Além dessas medidas, a lei estabelece
que os provedores de aplicação, como o Google e o facebook, terão de
manter o registro de acesso de todos os usuários por seis meses. Essa
prática era opcional e não tinha um período estabelecido.
Com o Marco Civil, o marketing dirigido
também está com os dias contados. É o fim daquele anúncio que insiste
em aparecer em uma página só porque um produto ou serviço foi consultado
em outra. As novas regras preveem que as empresas de acesso não podem
espiar as informações trocadas pelos usuários na rede. A medida impede a
formação de bases de clientes para marketing dirigido. A notícia é boa
para Thayanna Sena. Mesmo sendo analista de marketing digital e de
mídias sociais, ela se declara incomodada com a prática. “Basta cotar um
produto em um e-commerce para que ele apareça quase instantaneamente
nos anúncios do facebook. Às vezes, o mesmo produto entra em promoção
dias depois e volta a aparecer para mim, quando nem estou mais pensando
nele”, comenta.
Para Thayanna, as propagandas que surgem
nas buscas do Google e em blogs são ignoradas mais facilmente. Mas isso
não acontece no facebook. “Os anúncios aparecem em todo lugar: nas
laterais, nas sugestões de páginas a curtir e até em postagens
patrocinadas. Entendo como isso funciona, mas fico incomodada. Nem
sempre os produtos cotados são pra mim. Nesse caso, mesmo com a invasão
aos meus acessos, o anúncio acaba não atingindo a pessoa desejada”,
argumenta. Ela confessa, porém, que é quase impossível resistir a tanta
insistência. Certa vez, ela pesquisou um modelo de bota em vários sites
de marcas renomadas. Depois de ver o produto inúmeras vezes em suas
navegações, acabou adquirindo um exemplar. “A bota ficava o tempo todo
me perseguindo. Assumo que comprei, mas foi em outro site”, brinca.

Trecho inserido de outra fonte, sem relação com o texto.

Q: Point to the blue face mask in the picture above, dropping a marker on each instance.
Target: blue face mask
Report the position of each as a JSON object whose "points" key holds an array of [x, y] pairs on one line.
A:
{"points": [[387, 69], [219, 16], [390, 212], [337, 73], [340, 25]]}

Mas a sensação de invasão causada pelo
marketing dirigido não é unânime. O universitário Mateus Meireles vê
constantemente ofertas de roupas, acessórios e livros pipocarem da tela
do computador. “Se for bem administrado, acredito que esse
direcionamento possa ser muito útil. Antes de tudo, os termos devem
estar claros para o usuário. Muita gente reclama, mas nem lê os termos
que aceita ao abrir um perfil em uma rede social”, provoca. O estudante
usa os sites para pesquisar preços de artigos, mas se aborrece com a
falta de coerência do marketing que deveria ser direcionado. “Só fico
incomodado quando, por exemplo, estou escutando uma playlist no youtube e
passa um comercial que não tem nada a ver com o que ouço. Não há
eficácia quando o anúncio de um cantor sertanejo é inserido entre um
vídeo de rock”, reflete.
O gerente de Novos Negócios da Animatto,
Ricardo Mota, acredita que o Marco Civil possa ser visto como positivo
para o setor. O executivo da agência especializada em soluções digitais
também crê que vá haver uma autorregulamentação das dinâmicas capaz de
repensar as táticas de remarketing e a utilização dos cookies e dados do
usuário para entrega de conteúdo e publicidade customizados. “O maior
impacto do Marco Civil tem sido na responsabilidade ao administrar e
divulgar os dados dos usuários. As agências e os setores de marketing
têm redobrado a cautela em relação às ferramentas de segurança da
informação e no manejo das publicidades direcionadas”, pondera. De toda
forma, as agências digitais bem-estruturadas têm essa preocupação há
mais tempo.
O jornalista e especialista em Marketing
Digital Marcelo Paulo faz um balanço do Marco Civil em sua área. “A
norma pode influenciar a perda de informações sobre o comportamento dos
usuários, tão valiosa para a tomada de decisões nas campanhas”,
ressalta. Embora a inteligência digital seja prejudicada, Marcelo Paulo
julga ser importante resguardar a privacidade dos internautas. Nesse
embate, cabe ao mercado se reinventar e suprir a ausência de informações
das ferramentas web analytics. O jornalista defende que se criem iscas
digitais para verificar, por meio de formulários, o que desperta o
interesse dos usuários naquele negócio. As iscas vão desde sorteios até
downloads gratuitos de e-books e conteúdo de cursos e palestras. “Os
dados cedidos nessas ações permitem criar um diálogo personalizado por
e-mail a fim de obter novas informações e oferecer mais dados para que o
usuário decida sobre a aquisição de um produto ou de um serviço. Isso é
o oposto de ser invasivo”, afirma.
As técnicas de aproximação com o público
estão entre as preferidas do empresário Daniel Rodrigues, diretor dos
sites de perfumes importados ‘Na Mordomia’ e da franquia mineira de
turismo ‘Encontre Sua Viagem’. O ‘Na Mordomia’ ficou mais de um ano
vendendo produtos em site de compras coletivas e a preços bem mais
baixos, como explica Daniel. A intenção era formar uma base sólida de
clientes. Agora a divulgação de novidades flui por meio das redes
sociais. “O marketing dirigido é mais efetivo somente com empresas que
consolidaram seus nomes. Descobri isso testando”, conta.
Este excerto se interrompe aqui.